A N.C. House budget proposal brokered late this week brought at least a temporary measure of relief to community college officials and local police and fire chiefs alike.
As budget writers in recent weeks have grappled with growing deficits, they had considered axing waivers traditionally given to police, fire, EMS and other service agencies who take continuing education and other training courses at community colleges.
These waivers are valuable: police and fire agencies large and small have long relied on them to keep their officers current and certified. And there's real value to them; this year, Wake Technical Community College provides $2.47 million worth of free - or "waived" - courses to police, fire, EMS workers as well as prison inmates and senior citizens. Durham Technical Community College provides nearly $500,000 this year, and Alamance Community Technical College chips in $677,000.
That's a lot of training.
"The argument has been that these are folks who put their lives on the line," said Bill Ingram, Durham Tech's president. "Many of them must have this training on an ongoing basis."
For weeks, community college officials have watched the budget deliberations with a keen eye. In Durham and Orange counties, Ingram's college offers these waivers to at least a dozen city and county fire, police and other agencies. Likewise in Wake and at other community college campuses.
At Wake Tech, one hugely popular program is the firearms simulator, which trains police in the use of weapons. It uses video and full-size simulated weapons complete with noise and recoil to replicate the gun-firing experience, said Stephen Scott, Wake Tech's president. It draws police from all over the state.
Police agencies rely on the waivers. If the waivers were cut or reduced, police departments, particularly smaller ones without the ability to do in-house teaching, would struggle to find the same level of training.

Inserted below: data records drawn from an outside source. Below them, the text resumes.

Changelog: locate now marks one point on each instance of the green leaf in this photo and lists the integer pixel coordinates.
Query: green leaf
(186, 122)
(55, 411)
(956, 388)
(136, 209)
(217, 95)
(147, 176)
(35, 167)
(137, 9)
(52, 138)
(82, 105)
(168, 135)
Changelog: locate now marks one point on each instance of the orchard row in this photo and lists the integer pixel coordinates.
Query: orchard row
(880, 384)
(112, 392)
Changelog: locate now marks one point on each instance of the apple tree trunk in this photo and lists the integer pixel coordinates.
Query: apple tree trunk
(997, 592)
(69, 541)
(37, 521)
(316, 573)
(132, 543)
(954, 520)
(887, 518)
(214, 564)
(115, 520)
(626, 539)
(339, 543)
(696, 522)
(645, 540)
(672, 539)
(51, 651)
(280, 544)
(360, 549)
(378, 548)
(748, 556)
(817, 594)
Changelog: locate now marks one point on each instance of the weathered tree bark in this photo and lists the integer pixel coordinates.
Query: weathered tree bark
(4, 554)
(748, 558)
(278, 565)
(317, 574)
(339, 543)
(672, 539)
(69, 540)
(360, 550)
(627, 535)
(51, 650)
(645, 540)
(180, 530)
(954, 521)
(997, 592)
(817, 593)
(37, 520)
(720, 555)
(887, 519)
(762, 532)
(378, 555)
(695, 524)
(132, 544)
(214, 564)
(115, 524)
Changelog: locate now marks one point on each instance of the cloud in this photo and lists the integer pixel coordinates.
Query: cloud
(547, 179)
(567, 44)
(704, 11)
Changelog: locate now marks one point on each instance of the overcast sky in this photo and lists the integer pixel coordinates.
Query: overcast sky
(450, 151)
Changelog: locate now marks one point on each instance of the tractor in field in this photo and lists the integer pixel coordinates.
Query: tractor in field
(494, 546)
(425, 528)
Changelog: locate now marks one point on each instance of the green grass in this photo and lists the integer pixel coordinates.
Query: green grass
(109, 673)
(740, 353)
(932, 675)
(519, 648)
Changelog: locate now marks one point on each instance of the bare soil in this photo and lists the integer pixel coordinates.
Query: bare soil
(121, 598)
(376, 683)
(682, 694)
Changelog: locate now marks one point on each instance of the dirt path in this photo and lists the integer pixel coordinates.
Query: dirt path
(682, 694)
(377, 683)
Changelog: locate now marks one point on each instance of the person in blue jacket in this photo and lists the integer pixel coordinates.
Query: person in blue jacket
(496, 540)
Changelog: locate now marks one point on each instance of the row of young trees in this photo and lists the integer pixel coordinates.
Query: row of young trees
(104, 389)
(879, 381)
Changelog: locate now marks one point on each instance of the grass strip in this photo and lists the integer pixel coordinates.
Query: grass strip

"You'd have to prioritize," said Lt. Troy Smith of the Chapel Hill Police Department. "There's going to be a significant gap created. I'm not sure we can fill it."
Chapel Hill PD last year sent 200 officers for about 5,000 hours of free training at community colleges. In Durham, most of the 512 sworn city police officers take some training through Durham Tech, said Kammie Michael, a police department spokeswoman.
Even if the waivers remain in place this year, they may wind up on the chopping block again, officials concede.
"Services that were free before may not be free anymore," said Ingram, the Durham Tech president. "We'd certainly like to continue the waivers, but if it's a matter of trading that with some other cut to our budget, I'd rather see the waivers modified or discontinued."